Quais as outras ocasiões em que encontrou o Papa Bento XVI, como presidente dos Focolares? “Em 2008 recebeu, a mim e ao copresidente Faletti, logo após a Assembleia Geral dos Focolares, na qual tínhamos sido eleitos, a primeira após a morte da nossa fundadora. Depois me convidou, viajando no mesmo trem, com numerosas autoridades, para a “Jornada de reflexão, diálogo e oração pela paz e a justiça no mundo”, realizada em Assis (Itália) em 27 de outubro de 2011, nos 25 anos da primeira Jornada, realizada pelo Papa João Paulo II, em 1986. E, enfim, participei da sua última audiência, dia 27 de fevereiro de 2013, depois do anúncio da sua demissão”. Quais as suas reflexões diante daquela decisão do Papa? “Quando ele se apercebeu de não possuir mais as forças para cumprir o seu papel, teve a coragem de deixar o lugar a outros que, segundo seu parecer, tinham mais forças e possibilidades de fazer melhor. Uma escolha, como eu disse
também naquele momento, que me pareceu revelar um concentrado da sua reflexão teológica e espiritual. Evidenciou a primazia de Deus, o sentido de que a história é guiada por Ele. E nos direcionou a colher os sinais dos tempos e responder a eles com a coragem de opções sofridas, mas inovadoras. Com uma clara nota de esperança pela “certeza de que a Igreja é de Cristo”. Penso que não erro ao afirmar que a Igreja para a qual o Papa Bento sempre olhou, inclusive ao cumprir essa escolha, é uma “Igreja-comunhão”, fruto do Vaticano II, mas também numa visão prospectiva, “cada vez mais expressão da essência da Igreja”, como ele mesmo havia sublinhado. E este “cada vez mais” nos diz que ainda não a realizamos plenamente, e convida cada um de nós a trabalhar nesta direção com sempre maior responsabilidade”. No dia seguinte à sua eleição como Pontífice, Chiara Lubich escreveu: “Pelo conhecimento direto que tenho dele, que possui dotes especiais para receber a luz do Espirito, não deixará de surpreender e superar qualquer previsão”. Na sua opinião, qual foi a contribuição mais significativa trazida pelo Papa Bento XVI à Igreja? O que esta diz à Igreja de hoje e àquela que o Sínodo está preparando para o futuro? “O Papa Ratzinger soube perceber a realidade dos Movimentos na Igreja como a “primavera do Espírito”. Foi fundamental o seu discurso, ainda como cardeal, no Congresso dos Movimentos, antes do grande encontro de Pentecostes 1998, com o Papa João Paulo II. Um texto seu, de 1969, que faz parte de um ciclo de aulas para a rádio, é impressionante pensando nos tempos de hoje; revela a sua profunda espiritualidade e essencialidade, numa perspectiva que estará presente em seu coração durante todo o pontificado.

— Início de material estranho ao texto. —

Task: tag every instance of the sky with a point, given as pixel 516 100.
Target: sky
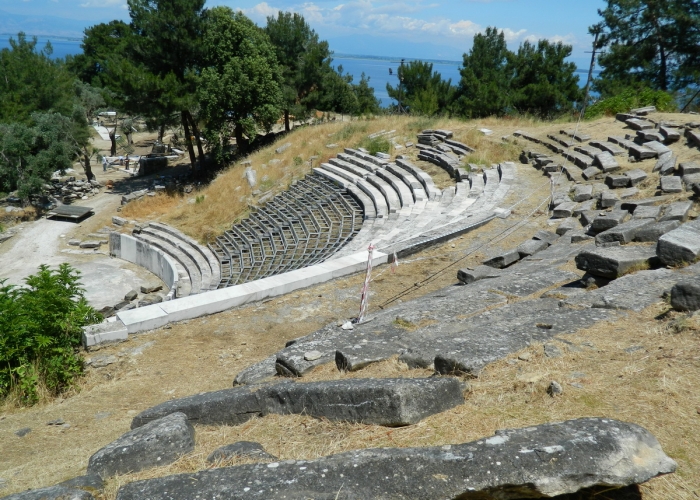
pixel 427 29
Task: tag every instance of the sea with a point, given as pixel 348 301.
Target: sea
pixel 379 70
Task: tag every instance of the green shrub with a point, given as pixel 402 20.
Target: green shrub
pixel 376 145
pixel 631 98
pixel 40 333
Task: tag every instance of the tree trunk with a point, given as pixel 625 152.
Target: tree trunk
pixel 241 145
pixel 188 139
pixel 195 131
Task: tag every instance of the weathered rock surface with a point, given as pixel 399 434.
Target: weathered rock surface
pixel 543 461
pixel 680 246
pixel 685 295
pixel 247 449
pixel 654 231
pixel 389 402
pixel 468 276
pixel 624 233
pixel 613 262
pixel 52 493
pixel 157 443
pixel 531 247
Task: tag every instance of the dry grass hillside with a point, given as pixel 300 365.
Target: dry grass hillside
pixel 642 368
pixel 229 196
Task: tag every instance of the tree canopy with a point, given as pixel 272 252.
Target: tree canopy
pixel 654 43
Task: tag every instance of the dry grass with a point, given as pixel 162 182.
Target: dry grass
pixel 229 197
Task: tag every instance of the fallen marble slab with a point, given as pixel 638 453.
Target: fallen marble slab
pixel 52 493
pixel 157 443
pixel 614 262
pixel 389 402
pixel 680 246
pixel 534 462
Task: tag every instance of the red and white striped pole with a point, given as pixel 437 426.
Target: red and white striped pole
pixel 364 301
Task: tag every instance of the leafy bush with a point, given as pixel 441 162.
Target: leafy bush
pixel 631 98
pixel 376 145
pixel 40 333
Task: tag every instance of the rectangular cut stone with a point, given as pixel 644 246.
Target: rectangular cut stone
pixel 653 232
pixel 671 184
pixel 617 181
pixel 590 173
pixel 642 152
pixel 658 147
pixel 637 124
pixel 670 134
pixel 687 168
pixel 680 246
pixel 636 176
pixel 479 273
pixel 606 161
pixel 564 210
pixel 583 192
pixel 677 211
pixel 624 233
pixel 609 220
pixel 567 226
pixel 608 199
pixel 611 148
pixel 646 212
pixel 613 262
pixel 503 260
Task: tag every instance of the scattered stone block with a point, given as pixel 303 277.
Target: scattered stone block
pixel 623 233
pixel 283 148
pixel 653 232
pixel 503 260
pixel 564 210
pixel 687 168
pixel 583 192
pixel 608 220
pixel 568 225
pixel 547 236
pixel 628 193
pixel 646 212
pixel 606 162
pixel 614 262
pixel 677 211
pixel 241 449
pixel 608 199
pixel 52 493
pixel 671 184
pixel 468 276
pixel 636 176
pixel 157 443
pixel 531 247
pixel 617 181
pixel 590 173
pixel 589 452
pixel 685 295
pixel 680 246
pixel 670 134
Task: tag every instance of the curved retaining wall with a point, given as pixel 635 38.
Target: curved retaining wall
pixel 142 254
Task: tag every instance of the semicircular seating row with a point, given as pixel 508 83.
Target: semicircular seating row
pixel 337 210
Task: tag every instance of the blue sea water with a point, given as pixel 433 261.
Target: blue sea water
pixel 377 69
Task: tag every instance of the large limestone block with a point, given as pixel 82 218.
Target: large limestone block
pixel 613 262
pixel 542 461
pixel 157 443
pixel 680 246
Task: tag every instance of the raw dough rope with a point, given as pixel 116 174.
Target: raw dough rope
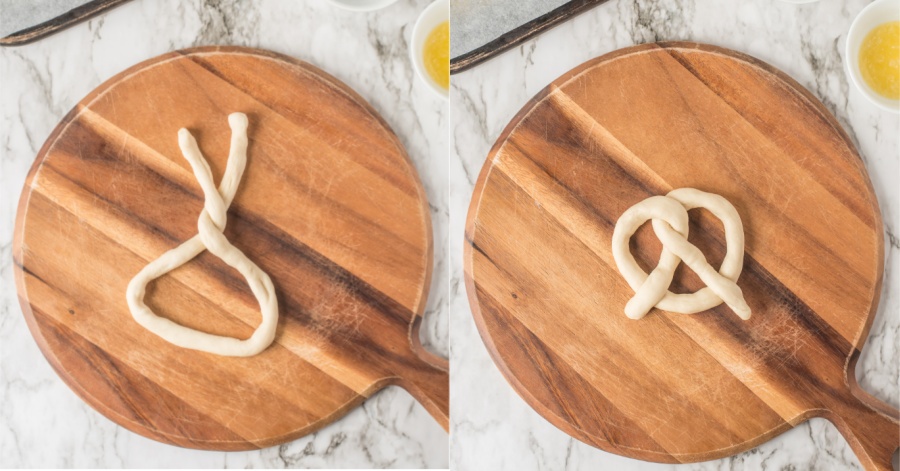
pixel 210 225
pixel 670 223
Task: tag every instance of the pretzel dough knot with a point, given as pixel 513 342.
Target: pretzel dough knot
pixel 670 224
pixel 210 225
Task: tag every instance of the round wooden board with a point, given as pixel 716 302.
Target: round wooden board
pixel 329 206
pixel 548 299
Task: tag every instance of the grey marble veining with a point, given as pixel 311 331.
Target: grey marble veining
pixel 16 15
pixel 492 427
pixel 42 423
pixel 478 22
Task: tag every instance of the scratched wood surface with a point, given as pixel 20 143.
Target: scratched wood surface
pixel 548 300
pixel 330 207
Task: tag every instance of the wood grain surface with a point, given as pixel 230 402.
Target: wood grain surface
pixel 548 299
pixel 330 207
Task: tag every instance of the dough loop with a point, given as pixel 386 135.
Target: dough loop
pixel 670 224
pixel 210 225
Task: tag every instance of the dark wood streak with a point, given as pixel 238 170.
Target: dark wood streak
pixel 551 190
pixel 350 294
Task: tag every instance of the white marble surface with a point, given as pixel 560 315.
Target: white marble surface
pixel 492 428
pixel 42 423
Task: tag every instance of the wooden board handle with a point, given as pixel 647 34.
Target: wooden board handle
pixel 430 385
pixel 428 379
pixel 870 426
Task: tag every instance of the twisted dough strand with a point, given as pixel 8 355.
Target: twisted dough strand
pixel 210 225
pixel 670 224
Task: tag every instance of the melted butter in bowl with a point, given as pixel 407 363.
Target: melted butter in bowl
pixel 879 59
pixel 430 47
pixel 436 54
pixel 872 54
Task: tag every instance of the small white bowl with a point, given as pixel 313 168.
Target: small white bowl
pixel 433 15
pixel 877 13
pixel 361 5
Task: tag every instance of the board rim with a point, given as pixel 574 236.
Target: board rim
pixel 484 332
pixel 192 442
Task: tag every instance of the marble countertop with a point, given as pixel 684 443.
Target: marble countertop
pixel 492 426
pixel 42 423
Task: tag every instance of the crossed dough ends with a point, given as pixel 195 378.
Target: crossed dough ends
pixel 670 223
pixel 210 225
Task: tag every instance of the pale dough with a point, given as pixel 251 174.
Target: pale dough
pixel 210 225
pixel 670 224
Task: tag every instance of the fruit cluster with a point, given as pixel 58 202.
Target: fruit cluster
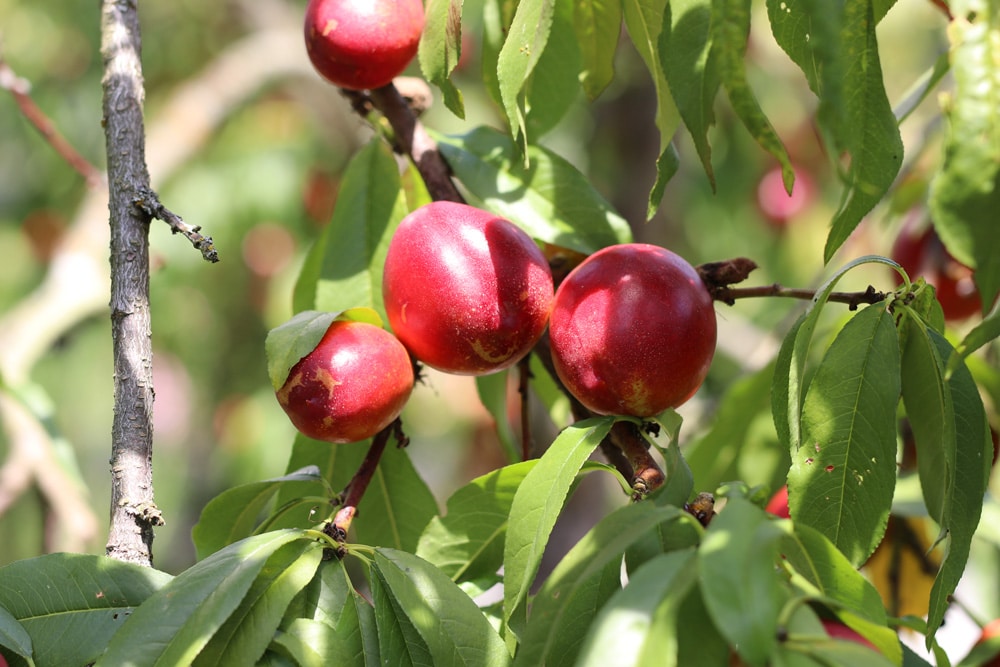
pixel 632 328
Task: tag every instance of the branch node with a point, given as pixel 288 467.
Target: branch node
pixel 149 203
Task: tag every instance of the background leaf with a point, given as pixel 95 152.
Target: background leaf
pixel 234 513
pixel 537 504
pixel 70 605
pixel 549 199
pixel 441 48
pixel 344 267
pixel 848 454
pixel 740 586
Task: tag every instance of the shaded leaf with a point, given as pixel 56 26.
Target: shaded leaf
pixel 582 582
pixel 179 619
pixel 245 635
pixel 344 268
pixel 70 605
pixel 842 477
pixel 468 541
pixel 452 627
pixel 441 48
pixel 638 626
pixel 537 504
pixel 549 199
pixel 234 513
pixel 597 25
pixel 740 586
pixel 870 131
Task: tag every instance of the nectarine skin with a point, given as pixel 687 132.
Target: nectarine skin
pixel 362 44
pixel 633 330
pixel 351 386
pixel 467 292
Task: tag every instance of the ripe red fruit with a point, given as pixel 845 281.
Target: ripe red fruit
pixel 776 205
pixel 633 331
pixel 921 253
pixel 361 44
pixel 778 504
pixel 466 291
pixel 351 386
pixel 838 630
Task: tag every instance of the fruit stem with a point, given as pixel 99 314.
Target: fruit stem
pixel 355 489
pixel 647 474
pixel 413 140
pixel 728 295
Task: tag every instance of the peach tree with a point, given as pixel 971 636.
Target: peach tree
pixel 487 253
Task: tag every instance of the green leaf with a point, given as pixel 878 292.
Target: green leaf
pixel 582 582
pixel 344 268
pixel 597 25
pixel 645 21
pixel 287 344
pixel 555 82
pixel 399 643
pixel 452 627
pixel 13 636
pixel 550 199
pixel 234 513
pixel 467 543
pixel 691 68
pixel 740 585
pixel 245 635
pixel 637 626
pixel 492 391
pixel 70 605
pixel 870 128
pixel 521 51
pixel 809 31
pixel 441 48
pixel 537 504
pixel 789 373
pixel 730 30
pixel 393 518
pixel 965 194
pixel 842 477
pixel 931 413
pixel 964 504
pixel 178 620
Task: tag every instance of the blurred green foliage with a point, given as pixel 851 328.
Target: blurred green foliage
pixel 263 185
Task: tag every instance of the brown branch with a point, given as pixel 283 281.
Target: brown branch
pixel 150 204
pixel 20 89
pixel 414 141
pixel 133 512
pixel 352 494
pixel 729 295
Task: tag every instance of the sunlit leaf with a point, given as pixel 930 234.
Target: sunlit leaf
pixel 453 629
pixel 536 506
pixel 70 605
pixel 842 477
pixel 582 582
pixel 549 199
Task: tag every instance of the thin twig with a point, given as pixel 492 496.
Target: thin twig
pixel 149 202
pixel 355 489
pixel 20 89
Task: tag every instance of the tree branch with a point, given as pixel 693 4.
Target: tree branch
pixel 133 511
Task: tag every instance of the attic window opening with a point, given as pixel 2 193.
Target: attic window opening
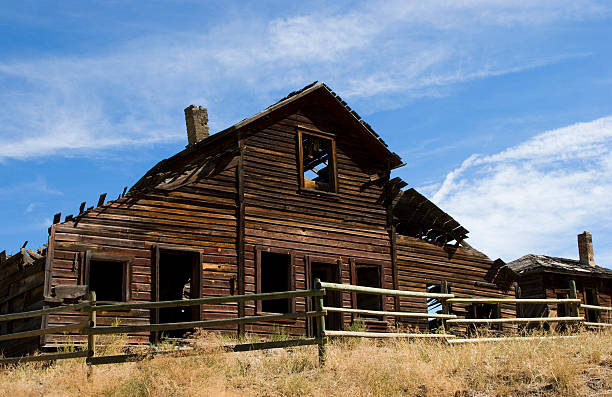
pixel 317 155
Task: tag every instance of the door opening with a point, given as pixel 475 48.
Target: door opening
pixel 178 278
pixel 328 272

Ele afirmava que estavam se preparando tempos muito difíceis para a Igreja, que a sua verdadeira crise tinha só começado e deveria lidar com grandes convulsões. Mas, o então cardeal Ratzinger, se dizia convicto daquilo que restará no final: não a Igreja do culto político, mas a Igreja da fé. Ela não será mais a força social dominante, na medida que era até pouco tempo atrás. Mas a Igreja verá, ele concluía, um novo florescimento e se mostrará como a casa do homem, onde encontrar vida e esperança além da morte”.